I feel so alive when I watch an object fall and shatter into hundreds of pieces. Not alive enough to clean up the mess though.
ME: and so I think morale would soar & sales would take off if the lunchroom had a Nintendo
BOSS: [from inside bathroom stall] can this wait
[wine class]
Swirl your wine. Inhale its aroma. What do you smell?
ME: wine
Can you smell its buttery oaky notes?
ME: nope, still wine
People who think this giraffe is taking forever to give birth have never listened to my daughter tell a story.
TUPAC IS DEAD
BIGGIE IS DEAD
AND ME ALSO I AM FEELING NOT SO GOOD
My husband wants to install surround sound because apparently what our family really needs is to hear Let it Go with 360 audio.
i be like “communication is the key” then put my phone on do not disturb
Financial Advisor: You should think about diversifying your assets.
Me: You mean like buying shorts that aren’t cargo?
“When I was a child, I talked like a child, I thought like a child, I reasoned like a child.

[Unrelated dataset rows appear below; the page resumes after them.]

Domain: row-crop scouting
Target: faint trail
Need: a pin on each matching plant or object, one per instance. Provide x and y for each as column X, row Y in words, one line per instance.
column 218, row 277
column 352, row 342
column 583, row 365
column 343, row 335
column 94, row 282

When I became a man, I did those things online”
Oh, the other kind of staff meeting.
*Gets dressed.
I didn’t survive various alcohol poisoning events in the 90’s just to get taken out by a virus
Mornin
I like how Band-Aids come in 2 varieties: Stays on For a Second Before Falling Off or Needs WD-40 For Removal From Skin.
My kids teach me something every day. Today my 1-year-old taught me how much plumbers cost per hour. Who flushes a potato?
Shopping for chicken breasts at the grocery store
Price: $7.04
“No way”
Price: $6.94
“Now we’re talking”
*captain over the PA*:
and if you look out your window to the left, you’ll see Jerry, who is no longer my best friend, and deserves this.